Clearview had previously attempted to have the suit combined with claims against it in New York.
Judge considers $110M lawyers fee in Facebook BIPA suit
The attorneys who negotiated a $650 million settlement with Facebook in its BIPA suit have requested a fee of $110 million in recognition of the hours spent on the case, as well as the novelty of the dispute, according to a report by Law.com.
The settlement was originally for $550, and increased to meet U.S. District Court Judge James Donato’s approval.
Paul Geller of Robbins Geller cited the “exceptional results” and lack of precedence justifies the 16.9 percent fee. He also noted a claims rate of around 22 percent as another reason for the high fee.
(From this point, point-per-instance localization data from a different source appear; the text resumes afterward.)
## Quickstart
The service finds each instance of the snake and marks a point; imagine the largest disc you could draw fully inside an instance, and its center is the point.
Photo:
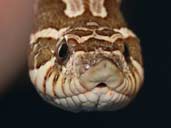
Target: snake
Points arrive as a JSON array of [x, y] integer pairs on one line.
[[83, 57]]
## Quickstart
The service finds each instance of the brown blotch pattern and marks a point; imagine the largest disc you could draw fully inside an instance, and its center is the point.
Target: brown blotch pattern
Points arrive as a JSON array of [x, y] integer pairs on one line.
[[41, 52], [80, 33], [50, 13], [134, 48]]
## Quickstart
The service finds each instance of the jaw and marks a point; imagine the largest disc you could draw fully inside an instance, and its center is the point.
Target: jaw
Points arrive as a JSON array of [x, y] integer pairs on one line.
[[95, 89], [97, 99], [101, 87]]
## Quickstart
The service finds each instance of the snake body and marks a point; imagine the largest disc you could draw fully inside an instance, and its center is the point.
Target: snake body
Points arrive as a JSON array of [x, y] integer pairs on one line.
[[82, 56]]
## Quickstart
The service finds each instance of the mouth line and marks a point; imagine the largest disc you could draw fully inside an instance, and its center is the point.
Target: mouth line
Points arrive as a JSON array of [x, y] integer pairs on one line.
[[101, 85]]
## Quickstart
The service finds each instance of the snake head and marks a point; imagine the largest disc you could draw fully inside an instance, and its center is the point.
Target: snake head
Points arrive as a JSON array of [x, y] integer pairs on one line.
[[88, 69]]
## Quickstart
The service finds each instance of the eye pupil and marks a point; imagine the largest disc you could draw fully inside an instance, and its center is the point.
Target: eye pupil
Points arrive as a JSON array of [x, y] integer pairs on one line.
[[126, 52], [63, 51]]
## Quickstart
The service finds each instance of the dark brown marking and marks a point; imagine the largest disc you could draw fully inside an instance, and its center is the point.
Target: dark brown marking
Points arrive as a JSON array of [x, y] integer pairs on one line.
[[133, 45], [93, 44], [43, 51], [80, 33], [50, 13], [106, 32]]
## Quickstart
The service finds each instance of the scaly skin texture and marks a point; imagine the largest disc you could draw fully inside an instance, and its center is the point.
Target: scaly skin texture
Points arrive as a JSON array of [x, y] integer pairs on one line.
[[82, 56]]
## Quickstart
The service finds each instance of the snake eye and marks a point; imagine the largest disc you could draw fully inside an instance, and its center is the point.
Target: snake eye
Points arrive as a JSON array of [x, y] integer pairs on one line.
[[126, 52], [62, 51]]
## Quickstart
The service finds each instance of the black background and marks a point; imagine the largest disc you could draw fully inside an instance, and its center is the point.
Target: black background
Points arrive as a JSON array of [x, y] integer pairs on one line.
[[150, 20]]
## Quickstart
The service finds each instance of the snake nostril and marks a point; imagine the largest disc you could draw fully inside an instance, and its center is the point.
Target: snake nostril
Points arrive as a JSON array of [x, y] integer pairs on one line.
[[101, 85]]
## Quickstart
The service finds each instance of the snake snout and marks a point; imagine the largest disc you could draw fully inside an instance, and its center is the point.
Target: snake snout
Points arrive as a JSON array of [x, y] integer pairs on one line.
[[103, 74], [101, 85]]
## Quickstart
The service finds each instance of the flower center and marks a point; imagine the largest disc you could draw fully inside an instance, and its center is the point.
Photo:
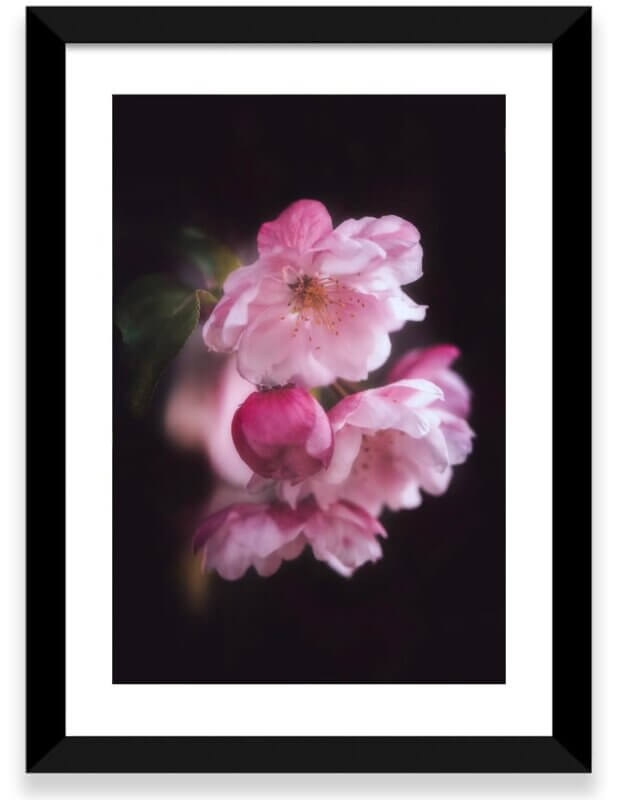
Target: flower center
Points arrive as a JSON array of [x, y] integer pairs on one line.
[[324, 301]]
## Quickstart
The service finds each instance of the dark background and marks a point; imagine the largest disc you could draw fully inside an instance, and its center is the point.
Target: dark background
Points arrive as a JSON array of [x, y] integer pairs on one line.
[[432, 610]]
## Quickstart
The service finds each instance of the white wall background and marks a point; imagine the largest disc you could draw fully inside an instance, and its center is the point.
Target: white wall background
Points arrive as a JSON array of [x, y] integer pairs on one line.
[[604, 782]]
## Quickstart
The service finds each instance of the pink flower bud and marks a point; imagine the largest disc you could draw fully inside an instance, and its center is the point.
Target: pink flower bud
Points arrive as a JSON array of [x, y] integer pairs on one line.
[[283, 434]]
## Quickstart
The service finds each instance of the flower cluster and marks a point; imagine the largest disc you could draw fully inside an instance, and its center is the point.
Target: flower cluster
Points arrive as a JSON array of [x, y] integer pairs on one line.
[[317, 309]]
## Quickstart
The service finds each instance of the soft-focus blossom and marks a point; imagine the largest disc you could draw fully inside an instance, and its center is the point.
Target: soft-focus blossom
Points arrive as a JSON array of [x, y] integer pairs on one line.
[[263, 535], [318, 303], [433, 363], [199, 415], [390, 443], [283, 434]]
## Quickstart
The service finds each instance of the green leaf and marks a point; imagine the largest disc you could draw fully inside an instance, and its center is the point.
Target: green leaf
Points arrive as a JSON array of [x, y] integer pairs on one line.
[[156, 315], [213, 259]]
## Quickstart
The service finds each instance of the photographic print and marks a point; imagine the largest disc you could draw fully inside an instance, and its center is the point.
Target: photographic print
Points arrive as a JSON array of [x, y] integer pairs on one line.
[[309, 398]]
Roughly 1.6 million class members are expected to receive close to $350 in damages.
Donato said the amount is reasonable, but also noted that attorneys often scale down their fee requests when such large damages amounts are awarded. The judge asked why a $75 million fee would not be more appropriate. Donato acknowledged that claims rates often do no top five percent.
NY and FTC measures could signal more biometric data restrictions
Recent actions taken by the legislature of New York State and the Federal Trade Commission reveal a trend biometrics vendors and their customers need to be aware of, Law360 suggests in another article.
New York’s legislature recently began considering a bill to limit police use of facial recognition, having enacted the SHIELD Act to limit the biometric technology’s use in schools. The FTC, for its part, declared an intention to crack down on facial recognition in surveillance as part of a recent ruling on Paravision’s previous data-collection practices.
The New York proposal is the fourth on biometric data privacy in the state tabled since 2018.
Mary J. Hildebrand of Lowenstein Sandler LLP told Law360 that the measures suggest more biometric privacy laws are coming.
“Biometric technologies leapt out ahead, and now legislatures have become aware of it and are starting to wonder what reasonable boundaries they want to place on this technology,” comments Paul Hasting LLP Privacy and Cybersecurity Practice Partner Aaron Charfoos.